Но это был не Баллах. Голос в трубке ревел, молил, всхлипывал, - слов нельзя было разобрать. "Мир сошел с ума", - отрешенно и даже спокойно подумал Горд.

Мир действительно сошел с ума, потому что рыдающий голос принадлежал Мильонеру.

За окнами лежал искристый снег. Тугие лапы елей гнулись под тяжестью белых наметов, но голубые прозрачные тени всюду напоминали о близкой весне.

- Я слушаю, - сказал Горд, не оборачиваясь.

- Все, собственно. - Баллах кинул обгоревшую спичку в пепельницу, промахнулся, но не стал поднимать. - Ты будешь спорить с выводом медицинских светил? Глупо.

- И бесполезно?

- И бесполезно. Повторяю по пунктам. Во-первых, именно антигравитация придает коже тот изумительный лягушачий цвет, который отрезал от общества тебя, меня, всех, кто соприкасался с работающей машиной. Во-вторых, от этого, как утверждают медики, нет средств защиты. Лекарств тоже. Позеленение безвредно для здоровья? Пусть так, но вечный, с прозеленью, загар - это не для нормального человека. Никто не жаждет стать зеленым негром. Гнусный цвет. Посему антигравитации не быть. Жалеешь?

- Дурацкий вопрос...

- Прости.

Горд отвернулся от окна. Его лицо на ярком фоне выглядело черно-зеленым.

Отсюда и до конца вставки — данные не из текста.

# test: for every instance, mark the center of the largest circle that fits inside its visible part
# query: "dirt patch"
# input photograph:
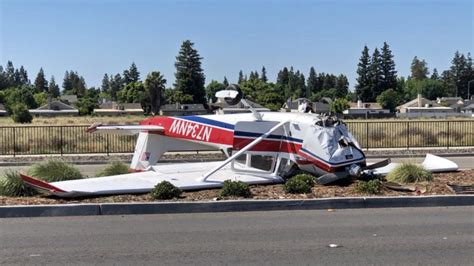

- Послушай, Баллах... Я верну тебе твой вопрос в несколько иной форме. Зачем жив человек?

- Ну, знаешь! - Под Валлахом заскрипел диван, одной босой пяткой он почесал другую. - Оставь эту тягомотину философам.

- Нет своего мнения?

- Да как сказать... Чисто наблюдательным путем я установил, что люди живут затем, чтобы есть, пить, спать, размножаться, то есть затем, чтобы жить.

- Не вижу, чем твой человек отличается от животного.

- А он и не отличается.

- Тогда чего ради он придумывает всякие машины?

- А шут его знает!

- Врешь... Когда мы сутками корпели над машиной, ты был весел, свеж и насвистывал. В те дни у тебя было все, но ты плевал на все, тебе была нужна машина. На жратву, на выпивку, на сон, на само здоровье плевал. Сейчас у тебя тоже есть все, но нет машины. И ты не встаешь с дивана, ты опустился, лежишь в пижаме, изводишь бренди, хандришь.

- Загар, мой милый, зеленый загар. Не люблю быть прокаженным. К чему, однако, весь разговор?

- Хочу выяснить, где и в чем мы ошиблись.